Five Steps to Personal Transformation
I’ve found that there are five fundamental steps for achieving personal growth and transformation:
- Conquer Self-Limiting Beliefs – At The REAL Courses we uncover the true meaning of the definition of insanity (doing the same thing over and over again and expecting a different result). Our lives and choices are limited only because we operate on unconscious beliefs learned during childhood. For example, almost everyone experiences some type of emotional pain, loss, neglect, abandonment, or abuse growing up. The child learns counter-productive survival strategies to cope with these experiences. Negative belief systems develop because of those events and our own attempts to deal with them. Our self-limiting beliefs result in a victim mentality, a tendency to blame others, and other rigid, self-sabotaging opinions, assumptions, and expectations. At REAL we become aware of these often-hidden belief systems, and workshop exercises provide us with tools to conquer these beliefs (empowerment).
- Master Emotional Agility – One of the most fundamental steps for personal growth is to learn the language and function of feelings. We talk about five primary feelings: mad, sad, glad, ashamed, and afraid. We connect the feelings we experience today with the same feelings we had growing up. Our emotional reactions – especially fear, anger, and shame – are road signs to our limiting beliefs, and to childhood wounds calling out to be healed.
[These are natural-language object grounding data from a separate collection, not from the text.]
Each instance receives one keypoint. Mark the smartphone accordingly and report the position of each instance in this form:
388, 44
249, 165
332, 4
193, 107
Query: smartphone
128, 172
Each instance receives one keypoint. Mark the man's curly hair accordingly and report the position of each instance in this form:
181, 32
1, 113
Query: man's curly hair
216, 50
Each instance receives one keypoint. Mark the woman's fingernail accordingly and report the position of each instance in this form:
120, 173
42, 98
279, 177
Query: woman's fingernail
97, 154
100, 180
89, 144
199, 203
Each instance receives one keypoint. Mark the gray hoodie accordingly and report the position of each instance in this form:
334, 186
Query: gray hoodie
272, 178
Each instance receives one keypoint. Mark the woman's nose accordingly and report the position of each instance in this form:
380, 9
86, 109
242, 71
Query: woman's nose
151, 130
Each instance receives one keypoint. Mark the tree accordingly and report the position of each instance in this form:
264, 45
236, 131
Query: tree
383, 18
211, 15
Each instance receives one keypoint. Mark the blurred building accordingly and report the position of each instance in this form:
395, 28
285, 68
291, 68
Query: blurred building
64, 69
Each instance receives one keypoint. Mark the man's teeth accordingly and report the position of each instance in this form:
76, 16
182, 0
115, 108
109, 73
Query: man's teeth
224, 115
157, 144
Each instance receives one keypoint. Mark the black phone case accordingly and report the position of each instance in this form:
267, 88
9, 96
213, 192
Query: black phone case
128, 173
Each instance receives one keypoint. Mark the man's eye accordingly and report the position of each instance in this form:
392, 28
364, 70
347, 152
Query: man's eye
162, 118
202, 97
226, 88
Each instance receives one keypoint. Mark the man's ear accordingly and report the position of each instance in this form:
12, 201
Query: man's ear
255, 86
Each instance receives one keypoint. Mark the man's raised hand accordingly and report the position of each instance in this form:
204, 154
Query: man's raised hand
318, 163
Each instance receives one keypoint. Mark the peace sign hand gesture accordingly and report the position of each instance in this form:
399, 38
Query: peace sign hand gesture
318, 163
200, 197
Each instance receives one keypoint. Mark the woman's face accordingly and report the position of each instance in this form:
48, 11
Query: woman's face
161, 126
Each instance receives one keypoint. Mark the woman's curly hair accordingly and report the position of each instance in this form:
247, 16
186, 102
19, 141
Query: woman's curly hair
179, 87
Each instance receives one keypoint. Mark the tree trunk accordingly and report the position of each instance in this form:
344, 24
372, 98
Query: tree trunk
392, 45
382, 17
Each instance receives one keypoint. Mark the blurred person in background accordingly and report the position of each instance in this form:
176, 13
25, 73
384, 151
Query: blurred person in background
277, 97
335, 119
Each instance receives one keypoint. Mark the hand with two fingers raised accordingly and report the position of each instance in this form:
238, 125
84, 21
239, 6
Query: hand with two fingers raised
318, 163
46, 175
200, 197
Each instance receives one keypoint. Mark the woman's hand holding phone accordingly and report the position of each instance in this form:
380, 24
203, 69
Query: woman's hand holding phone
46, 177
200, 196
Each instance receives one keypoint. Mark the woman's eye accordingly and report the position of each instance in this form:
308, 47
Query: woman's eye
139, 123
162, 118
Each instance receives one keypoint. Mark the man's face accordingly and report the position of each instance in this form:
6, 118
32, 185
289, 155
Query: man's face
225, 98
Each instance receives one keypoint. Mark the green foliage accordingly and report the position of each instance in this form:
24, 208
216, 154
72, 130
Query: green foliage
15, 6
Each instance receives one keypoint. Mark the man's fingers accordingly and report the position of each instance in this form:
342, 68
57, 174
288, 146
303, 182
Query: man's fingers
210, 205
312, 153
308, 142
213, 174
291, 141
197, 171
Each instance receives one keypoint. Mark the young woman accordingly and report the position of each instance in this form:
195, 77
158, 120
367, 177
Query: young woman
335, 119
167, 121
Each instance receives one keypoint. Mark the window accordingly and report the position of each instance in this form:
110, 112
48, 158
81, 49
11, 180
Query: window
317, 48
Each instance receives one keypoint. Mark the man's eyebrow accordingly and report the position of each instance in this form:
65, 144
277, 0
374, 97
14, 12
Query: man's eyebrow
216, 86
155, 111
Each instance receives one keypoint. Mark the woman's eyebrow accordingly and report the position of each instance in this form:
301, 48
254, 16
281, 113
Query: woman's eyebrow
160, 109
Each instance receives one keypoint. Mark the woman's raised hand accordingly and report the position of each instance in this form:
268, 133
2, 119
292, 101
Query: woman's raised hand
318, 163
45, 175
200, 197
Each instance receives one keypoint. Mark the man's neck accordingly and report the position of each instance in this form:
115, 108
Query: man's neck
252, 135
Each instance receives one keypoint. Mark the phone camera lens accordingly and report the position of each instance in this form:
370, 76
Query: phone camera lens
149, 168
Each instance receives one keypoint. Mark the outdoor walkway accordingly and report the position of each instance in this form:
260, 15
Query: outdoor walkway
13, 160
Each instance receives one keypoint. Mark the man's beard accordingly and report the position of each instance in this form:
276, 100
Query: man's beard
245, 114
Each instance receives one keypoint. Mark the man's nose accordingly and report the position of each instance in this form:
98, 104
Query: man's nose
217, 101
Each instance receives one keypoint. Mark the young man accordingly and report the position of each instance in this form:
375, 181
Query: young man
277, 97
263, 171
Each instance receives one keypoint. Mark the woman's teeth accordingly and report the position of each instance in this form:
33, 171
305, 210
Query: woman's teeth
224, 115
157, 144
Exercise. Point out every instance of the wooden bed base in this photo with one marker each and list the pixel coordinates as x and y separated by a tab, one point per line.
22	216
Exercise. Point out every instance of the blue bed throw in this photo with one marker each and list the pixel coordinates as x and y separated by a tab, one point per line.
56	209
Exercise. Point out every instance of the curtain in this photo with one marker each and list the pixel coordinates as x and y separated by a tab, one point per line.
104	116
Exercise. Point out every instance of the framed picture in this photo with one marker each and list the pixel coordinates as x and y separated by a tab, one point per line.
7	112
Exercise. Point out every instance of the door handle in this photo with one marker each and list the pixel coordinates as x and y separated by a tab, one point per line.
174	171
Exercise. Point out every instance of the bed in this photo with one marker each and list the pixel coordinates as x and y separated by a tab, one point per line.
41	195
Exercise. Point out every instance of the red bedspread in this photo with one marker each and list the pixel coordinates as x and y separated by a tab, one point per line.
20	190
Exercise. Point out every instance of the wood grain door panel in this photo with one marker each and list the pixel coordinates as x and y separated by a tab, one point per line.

When our feelings are excessive, we may be regressing to an early childhood or adolescent state, and we may create drama. When we cannot manage our feelings effectively, we may feel overwhelmed and create chaos. When we can’t feel things at all, or we inhibit our emotional response, we may be protecting ourselves with emotional rigidity and “character armor.” When we experience our feelings with acceptance and a new set of beliefs, we begin to learn how to respond – instead of reacting (resilience).
- Develop a Full Capacity to Love and Be Loved – As we transform ourselves, we develop empathy, compassion, and the ability to be vulnerable in relationships. We let go of the protections we learned growing up and develop trust in ourselves and others (acceptance). We learn to love unconditionally and to accept love from others without reservation. Through this process, I learned the true meaning of love, connection, and partnership with others. I know I still have much more to learn – and that’s good news!
- Embrace Responsibility and Become Empowered – Experiential exercises help us to let go of the victim mentality, to let go of blame and revenge, and to see ourselves and others accurately, without judgment. We let go of the need to do superiority (grandiosity) or the need to make ourselves small (inferiority). We let go of our sense of entitlement and our resentments, and we accept personal responsibility for our feelings, beliefs, decisions, and behavior. We are then free to empower ourselves to choose a successful path at home, at work, and in all our relationships. We learn how to use boundaries, assertiveness, forgiveness, and gratitude as tools to create a life of authenticity and effectiveness (we become REAL).
- Practice Self-Acceptance and Self-Love – Years ago I thought the idea of “self-love” was a narcissistic, contrived, “new-age” fantasy. I was wrong (more accurately, I was influenced by negativity, judgments, and depression when I was a child). For many of us, self-love doesn’t come naturally. The good news is that anyone can learn a healthy, balanced version of self-acceptance and self-love. We use mindfulness practices to monitor and correct the negative self-talk. We learn to identify and let go of the shame we inherited growing up. We replace shame (also known as self-contempt) with self-love when we love the child within us.